In season ten, quitting couples are automatically eliminated and don't receive a replacement. Former winner Anita Martínez left the show stating problems with her partner. Later, Negro Álvarez decided to leave saying that the "format of the show wasn't for him". Finally, former winner and judge, Carmen Barbieri resigned to the show for the third time in a row after quitting in seasons five and six as a judge.

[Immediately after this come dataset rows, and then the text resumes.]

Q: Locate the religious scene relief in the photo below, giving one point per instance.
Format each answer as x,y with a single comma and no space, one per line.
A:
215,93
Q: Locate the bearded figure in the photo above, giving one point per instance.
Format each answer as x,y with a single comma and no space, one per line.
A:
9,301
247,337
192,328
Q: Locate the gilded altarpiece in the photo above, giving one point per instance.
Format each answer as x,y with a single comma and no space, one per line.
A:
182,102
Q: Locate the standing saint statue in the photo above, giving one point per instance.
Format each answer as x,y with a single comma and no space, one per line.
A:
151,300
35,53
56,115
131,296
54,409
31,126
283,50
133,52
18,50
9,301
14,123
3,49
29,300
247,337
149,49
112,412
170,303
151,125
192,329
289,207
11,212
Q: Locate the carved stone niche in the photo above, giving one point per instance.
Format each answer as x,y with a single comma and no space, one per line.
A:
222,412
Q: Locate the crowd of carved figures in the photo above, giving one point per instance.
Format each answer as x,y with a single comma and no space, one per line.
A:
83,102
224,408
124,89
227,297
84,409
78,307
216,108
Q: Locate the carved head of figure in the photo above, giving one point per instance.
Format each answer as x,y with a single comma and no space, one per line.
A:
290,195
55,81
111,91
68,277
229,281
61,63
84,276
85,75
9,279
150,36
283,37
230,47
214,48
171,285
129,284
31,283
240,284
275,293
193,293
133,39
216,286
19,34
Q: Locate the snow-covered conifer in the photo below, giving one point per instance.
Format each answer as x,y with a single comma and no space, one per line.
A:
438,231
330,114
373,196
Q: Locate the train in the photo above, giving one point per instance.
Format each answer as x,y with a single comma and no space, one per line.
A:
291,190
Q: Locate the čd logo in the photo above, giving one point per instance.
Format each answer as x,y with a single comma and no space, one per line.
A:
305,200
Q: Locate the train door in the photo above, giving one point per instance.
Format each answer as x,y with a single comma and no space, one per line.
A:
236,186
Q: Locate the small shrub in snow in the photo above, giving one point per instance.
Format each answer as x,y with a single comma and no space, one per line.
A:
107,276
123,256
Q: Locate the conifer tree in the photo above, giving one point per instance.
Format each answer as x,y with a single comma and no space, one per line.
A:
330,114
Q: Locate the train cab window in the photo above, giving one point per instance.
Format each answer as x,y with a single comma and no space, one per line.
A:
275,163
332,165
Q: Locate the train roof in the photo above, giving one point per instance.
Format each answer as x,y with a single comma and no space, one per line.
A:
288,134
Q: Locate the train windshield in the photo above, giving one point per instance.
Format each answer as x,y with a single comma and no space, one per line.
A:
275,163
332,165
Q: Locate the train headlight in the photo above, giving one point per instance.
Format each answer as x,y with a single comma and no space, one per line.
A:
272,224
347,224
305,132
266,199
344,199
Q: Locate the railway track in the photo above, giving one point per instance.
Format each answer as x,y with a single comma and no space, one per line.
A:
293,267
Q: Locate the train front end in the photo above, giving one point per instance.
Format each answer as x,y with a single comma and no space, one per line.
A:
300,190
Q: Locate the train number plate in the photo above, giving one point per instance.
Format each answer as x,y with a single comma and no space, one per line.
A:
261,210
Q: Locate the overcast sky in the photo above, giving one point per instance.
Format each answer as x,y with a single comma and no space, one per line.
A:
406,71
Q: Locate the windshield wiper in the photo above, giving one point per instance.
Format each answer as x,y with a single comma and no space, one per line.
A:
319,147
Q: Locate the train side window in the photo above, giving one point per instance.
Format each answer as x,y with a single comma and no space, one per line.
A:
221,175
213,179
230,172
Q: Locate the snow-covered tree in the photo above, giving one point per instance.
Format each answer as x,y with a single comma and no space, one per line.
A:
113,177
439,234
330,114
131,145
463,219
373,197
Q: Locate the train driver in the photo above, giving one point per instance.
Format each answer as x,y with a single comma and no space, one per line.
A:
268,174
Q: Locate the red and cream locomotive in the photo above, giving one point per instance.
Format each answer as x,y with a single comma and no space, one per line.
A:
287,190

In season eleven, producers decided to continue with previous season politic to not replace withdrawn couples. However, they were forced to do so later in the show because this was the season where most celebrities resigned. Before the show started in 30 May, Bárbara Vélez announced she wouldn't participate after an alleged scandal of domestic violence against her by her ex-boyfriend, Federico Bal, winner of season ten, who would also participate in the show. In round 2, singer Alejandro Lerner left the show alleging that he was "too busy preparing his new album" and couldn't attend to the rehearsals. One rund after that, Fabián Doman resigned to the show because he "felt he couldn't give much more to the show", saying that he wasn't good at dancing at all. In round 6, Martín Liberman left the show because he "wasn't feeling happy with the jury's treatment over him". Finally, Agustín Casanova and his producer Fernando Vázquez both resigned to the show to tour the country with his respective bands in round 9. After this, producers decided to include new celebrities in order to replace the ones who had resigned. Carla Conte, winner of season three; Anita Martínez and Bicho Gómez, winners of season nine, Nicole Neumann and Lizy Tagliani were the chosen ones to replace quitting couples. Alongside, Bárbara Vélez decided to return to the competition.

=== Disqualifications ===

In season eleven, producers decided to disqualify singer Marta Sánchez after she didn't show up to the show the day she had to perform.